Hernâni Vaz Antunes é um dos principais arguidos da Operação Picoas. Segundo o Ministério Público é o exemplo típico de quem nada detém mas tudo controla, não aceitando que a alegada ocultação de participações em empresas se deva ao gosto pela descrição, já que ao fazê-lo oculta, também, rendimentos, contas bancárias, negócios, verificação de partes relacionadas e conflitos de interesse. Terá confessado, no interrogatório, que será o real beneficiário de muitas das empresas. A teia de sociedades é complexa e, por isso, indiciador, segundo os investigadores, de que será um instrumento para práticas ilícitas.

O empresário de Braga, que em jovem emigrou para o Canadá, terá, segundo a investigação, capacidade de condicionar os seus colaboradores que vivem na sua dependência económica, mas também trabalhadores do grupo Altice. O Ministério Público até aponta o facto de várias vezes Hernâni Vaz Antunes se ter referido à Altice usando a expressão “nós”.
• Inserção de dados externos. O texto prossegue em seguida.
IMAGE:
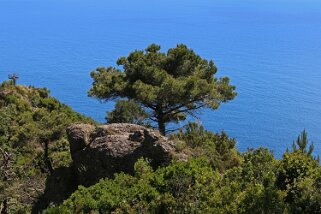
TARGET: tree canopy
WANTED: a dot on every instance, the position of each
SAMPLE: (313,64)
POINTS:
(170,86)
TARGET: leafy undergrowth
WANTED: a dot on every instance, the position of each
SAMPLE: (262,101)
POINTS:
(32,142)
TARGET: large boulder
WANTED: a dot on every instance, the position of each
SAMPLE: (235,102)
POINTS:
(101,151)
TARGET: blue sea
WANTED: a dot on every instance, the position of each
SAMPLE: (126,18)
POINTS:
(271,50)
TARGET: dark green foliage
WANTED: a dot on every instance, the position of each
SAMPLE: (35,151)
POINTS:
(32,130)
(301,144)
(127,111)
(169,85)
(258,184)
(218,148)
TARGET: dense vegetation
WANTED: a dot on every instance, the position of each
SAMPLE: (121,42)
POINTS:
(168,86)
(215,180)
(32,142)
(157,88)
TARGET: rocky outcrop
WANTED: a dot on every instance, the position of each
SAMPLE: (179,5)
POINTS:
(101,151)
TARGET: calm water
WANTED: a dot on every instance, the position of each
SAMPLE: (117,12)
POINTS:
(271,50)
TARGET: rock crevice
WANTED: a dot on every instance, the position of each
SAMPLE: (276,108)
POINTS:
(101,151)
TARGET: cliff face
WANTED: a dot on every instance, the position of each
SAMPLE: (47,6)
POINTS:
(101,151)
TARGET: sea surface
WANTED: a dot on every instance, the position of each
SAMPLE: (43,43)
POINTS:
(270,49)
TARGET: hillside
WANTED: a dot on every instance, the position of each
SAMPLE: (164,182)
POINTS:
(32,142)
(55,160)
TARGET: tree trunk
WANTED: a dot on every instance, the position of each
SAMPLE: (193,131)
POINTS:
(161,127)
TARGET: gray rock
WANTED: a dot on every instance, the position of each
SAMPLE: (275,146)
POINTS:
(101,151)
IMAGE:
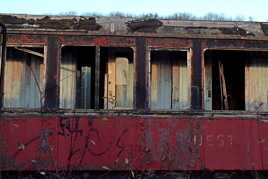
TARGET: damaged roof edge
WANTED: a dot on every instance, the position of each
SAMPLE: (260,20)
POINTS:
(123,26)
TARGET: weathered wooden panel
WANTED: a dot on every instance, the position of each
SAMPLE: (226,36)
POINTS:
(86,87)
(120,83)
(256,85)
(184,85)
(24,80)
(67,81)
(208,85)
(169,83)
(110,87)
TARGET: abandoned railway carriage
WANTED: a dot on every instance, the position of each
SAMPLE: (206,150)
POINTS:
(124,96)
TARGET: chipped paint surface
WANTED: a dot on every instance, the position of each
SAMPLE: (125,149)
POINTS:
(138,143)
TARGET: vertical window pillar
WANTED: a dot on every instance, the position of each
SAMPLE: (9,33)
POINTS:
(196,85)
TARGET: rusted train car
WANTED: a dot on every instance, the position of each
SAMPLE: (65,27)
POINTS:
(114,94)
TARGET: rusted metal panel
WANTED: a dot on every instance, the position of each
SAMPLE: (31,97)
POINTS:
(256,85)
(135,143)
(23,86)
(68,81)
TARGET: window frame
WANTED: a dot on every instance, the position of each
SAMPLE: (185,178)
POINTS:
(189,56)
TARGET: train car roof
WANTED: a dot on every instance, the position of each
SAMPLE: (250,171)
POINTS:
(125,26)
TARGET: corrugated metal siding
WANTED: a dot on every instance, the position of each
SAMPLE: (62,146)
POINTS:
(23,84)
(256,85)
(67,81)
(169,83)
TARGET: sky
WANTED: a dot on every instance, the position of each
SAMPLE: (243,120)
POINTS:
(257,9)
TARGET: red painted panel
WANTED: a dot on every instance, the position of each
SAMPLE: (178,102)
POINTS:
(230,144)
(133,142)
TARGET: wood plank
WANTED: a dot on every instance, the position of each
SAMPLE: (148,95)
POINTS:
(164,84)
(111,82)
(208,85)
(86,87)
(154,85)
(223,87)
(68,82)
(176,84)
(121,83)
(184,86)
(130,83)
(30,52)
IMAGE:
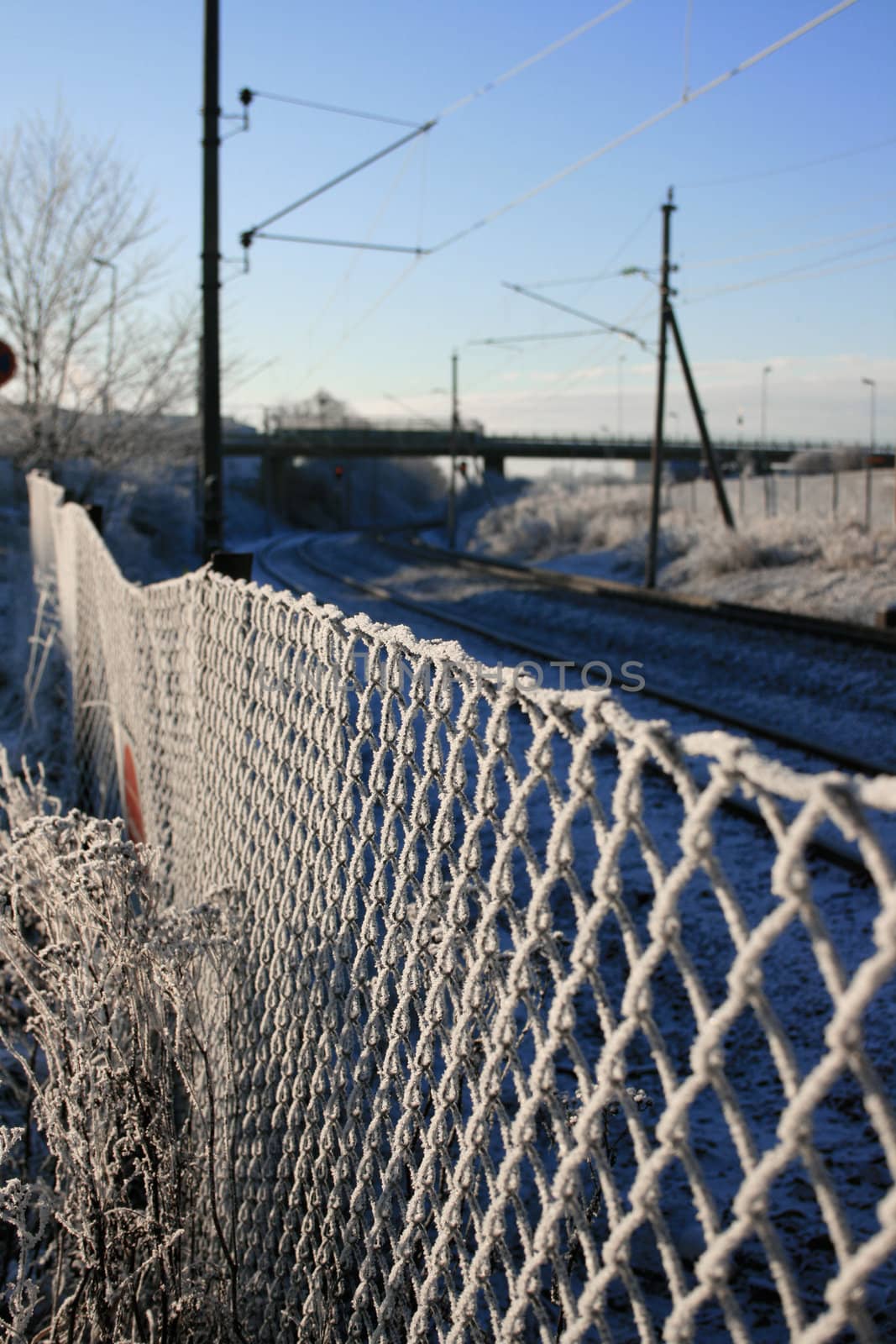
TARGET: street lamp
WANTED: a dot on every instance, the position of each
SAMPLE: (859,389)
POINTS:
(622,360)
(872,385)
(765,403)
(102,261)
(869,382)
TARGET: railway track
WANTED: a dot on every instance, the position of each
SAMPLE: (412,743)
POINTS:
(270,561)
(701,608)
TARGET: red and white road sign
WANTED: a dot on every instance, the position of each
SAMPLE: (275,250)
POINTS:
(129,784)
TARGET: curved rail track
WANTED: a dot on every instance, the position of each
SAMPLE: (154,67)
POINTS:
(307,548)
(707,608)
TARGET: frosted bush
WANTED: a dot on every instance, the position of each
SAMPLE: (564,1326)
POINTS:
(113,1043)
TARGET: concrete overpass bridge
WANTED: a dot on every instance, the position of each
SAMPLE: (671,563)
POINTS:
(349,441)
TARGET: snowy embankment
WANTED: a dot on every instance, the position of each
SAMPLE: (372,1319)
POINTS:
(792,561)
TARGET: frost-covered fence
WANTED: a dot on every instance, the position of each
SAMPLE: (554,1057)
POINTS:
(532,1038)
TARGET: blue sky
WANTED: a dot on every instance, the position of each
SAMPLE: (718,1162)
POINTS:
(369,324)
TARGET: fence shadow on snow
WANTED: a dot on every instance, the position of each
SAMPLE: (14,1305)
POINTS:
(532,1041)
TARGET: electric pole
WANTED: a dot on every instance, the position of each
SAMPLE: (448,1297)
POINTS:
(656,452)
(210,374)
(456,423)
(705,445)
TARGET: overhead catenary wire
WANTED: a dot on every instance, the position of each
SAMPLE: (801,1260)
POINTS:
(786,168)
(503,340)
(794,273)
(532,60)
(687,51)
(574,312)
(329,107)
(644,125)
(606,273)
(356,255)
(333,181)
(338,242)
(427,125)
(783,252)
(598,154)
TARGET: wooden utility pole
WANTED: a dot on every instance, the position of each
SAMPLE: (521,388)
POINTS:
(210,374)
(656,454)
(708,456)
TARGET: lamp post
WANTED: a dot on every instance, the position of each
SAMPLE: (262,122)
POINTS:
(107,394)
(763,405)
(872,385)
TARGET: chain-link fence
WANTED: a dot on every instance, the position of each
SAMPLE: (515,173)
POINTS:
(535,1035)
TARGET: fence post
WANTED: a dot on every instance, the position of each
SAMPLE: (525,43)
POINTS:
(233,564)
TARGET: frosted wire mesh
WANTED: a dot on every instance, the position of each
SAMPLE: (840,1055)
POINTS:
(533,1039)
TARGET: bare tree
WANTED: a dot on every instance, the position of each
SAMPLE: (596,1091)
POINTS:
(322,410)
(98,374)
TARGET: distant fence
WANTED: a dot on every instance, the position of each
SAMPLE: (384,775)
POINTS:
(535,1041)
(846,496)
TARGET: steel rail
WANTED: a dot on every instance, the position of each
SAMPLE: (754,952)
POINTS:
(705,608)
(743,810)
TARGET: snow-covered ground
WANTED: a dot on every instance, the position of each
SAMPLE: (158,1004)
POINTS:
(802,562)
(149,528)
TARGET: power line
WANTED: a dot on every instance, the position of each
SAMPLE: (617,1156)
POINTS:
(418,129)
(645,125)
(606,273)
(566,172)
(777,172)
(318,192)
(503,340)
(338,242)
(387,197)
(574,312)
(783,252)
(793,273)
(687,54)
(532,60)
(328,107)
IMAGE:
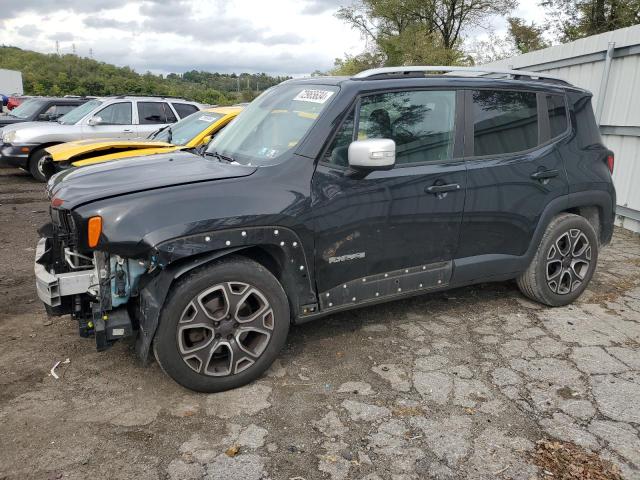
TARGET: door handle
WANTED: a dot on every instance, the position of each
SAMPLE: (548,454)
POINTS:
(544,174)
(439,189)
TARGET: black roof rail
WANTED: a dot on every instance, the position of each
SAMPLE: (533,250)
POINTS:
(421,71)
(150,96)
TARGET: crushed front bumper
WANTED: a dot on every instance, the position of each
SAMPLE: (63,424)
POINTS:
(53,287)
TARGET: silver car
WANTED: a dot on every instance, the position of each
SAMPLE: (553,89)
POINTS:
(22,145)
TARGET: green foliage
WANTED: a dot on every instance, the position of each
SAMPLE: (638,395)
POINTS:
(415,32)
(72,75)
(574,19)
(526,37)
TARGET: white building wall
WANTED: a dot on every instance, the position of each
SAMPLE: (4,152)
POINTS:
(583,63)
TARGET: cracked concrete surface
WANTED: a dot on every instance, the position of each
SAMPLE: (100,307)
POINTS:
(452,385)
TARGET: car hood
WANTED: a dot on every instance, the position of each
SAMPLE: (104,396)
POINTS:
(84,148)
(83,185)
(7,120)
(26,131)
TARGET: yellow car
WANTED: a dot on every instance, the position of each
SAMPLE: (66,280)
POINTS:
(193,131)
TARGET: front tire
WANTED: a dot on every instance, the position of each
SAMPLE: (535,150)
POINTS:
(222,326)
(37,164)
(564,263)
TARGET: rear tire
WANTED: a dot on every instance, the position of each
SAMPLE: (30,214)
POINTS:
(564,262)
(36,164)
(222,326)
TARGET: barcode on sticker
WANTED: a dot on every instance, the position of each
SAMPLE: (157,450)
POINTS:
(315,96)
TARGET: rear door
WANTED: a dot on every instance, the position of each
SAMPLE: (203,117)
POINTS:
(153,115)
(514,171)
(116,121)
(392,232)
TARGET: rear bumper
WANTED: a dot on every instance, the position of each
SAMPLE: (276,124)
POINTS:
(52,287)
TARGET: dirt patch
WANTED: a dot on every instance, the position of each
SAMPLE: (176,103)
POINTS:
(616,289)
(567,461)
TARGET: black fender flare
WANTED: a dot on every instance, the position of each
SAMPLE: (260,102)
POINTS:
(498,267)
(178,256)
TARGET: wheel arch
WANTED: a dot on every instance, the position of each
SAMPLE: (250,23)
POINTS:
(278,249)
(40,147)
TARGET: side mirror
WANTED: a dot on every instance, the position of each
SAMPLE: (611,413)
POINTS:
(93,121)
(374,154)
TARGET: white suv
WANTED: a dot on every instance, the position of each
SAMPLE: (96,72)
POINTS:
(112,117)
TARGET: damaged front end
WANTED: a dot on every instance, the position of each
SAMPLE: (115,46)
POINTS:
(93,287)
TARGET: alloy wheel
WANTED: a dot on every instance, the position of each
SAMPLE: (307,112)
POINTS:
(225,329)
(568,262)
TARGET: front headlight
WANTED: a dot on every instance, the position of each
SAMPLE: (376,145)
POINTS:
(8,137)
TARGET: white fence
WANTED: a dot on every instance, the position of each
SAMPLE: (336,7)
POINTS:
(609,66)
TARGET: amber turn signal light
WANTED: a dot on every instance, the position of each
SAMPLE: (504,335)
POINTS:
(94,230)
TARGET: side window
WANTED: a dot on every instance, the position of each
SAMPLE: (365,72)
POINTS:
(420,122)
(116,114)
(557,109)
(184,109)
(504,122)
(337,153)
(56,111)
(169,116)
(155,112)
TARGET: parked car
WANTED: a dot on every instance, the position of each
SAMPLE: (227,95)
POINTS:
(41,109)
(327,194)
(23,145)
(194,131)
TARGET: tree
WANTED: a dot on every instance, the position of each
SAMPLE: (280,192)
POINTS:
(496,47)
(574,19)
(526,37)
(406,32)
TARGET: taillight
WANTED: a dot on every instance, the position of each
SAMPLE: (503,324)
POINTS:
(610,163)
(94,230)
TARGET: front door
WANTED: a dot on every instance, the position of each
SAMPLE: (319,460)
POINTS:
(116,121)
(390,233)
(514,171)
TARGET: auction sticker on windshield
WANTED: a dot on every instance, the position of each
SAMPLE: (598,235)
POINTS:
(315,96)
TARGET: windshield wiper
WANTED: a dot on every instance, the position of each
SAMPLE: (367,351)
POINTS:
(153,135)
(219,156)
Este arguido é caracterizado pela investigação como tendo uma natureza imperativa, manipuladora, calculista, egocêntrica e impulsiva, acrescentando Carlos Alexandre que é uma pessoa com facilidade em estabelecer contactos e obter simpatias.

O Correio da Manhã noticiou que Hernâni Vaz Antunes, quando compareceu a interrogatório, até ofereceu ao juiz Carlos Alexandre emprego no privado.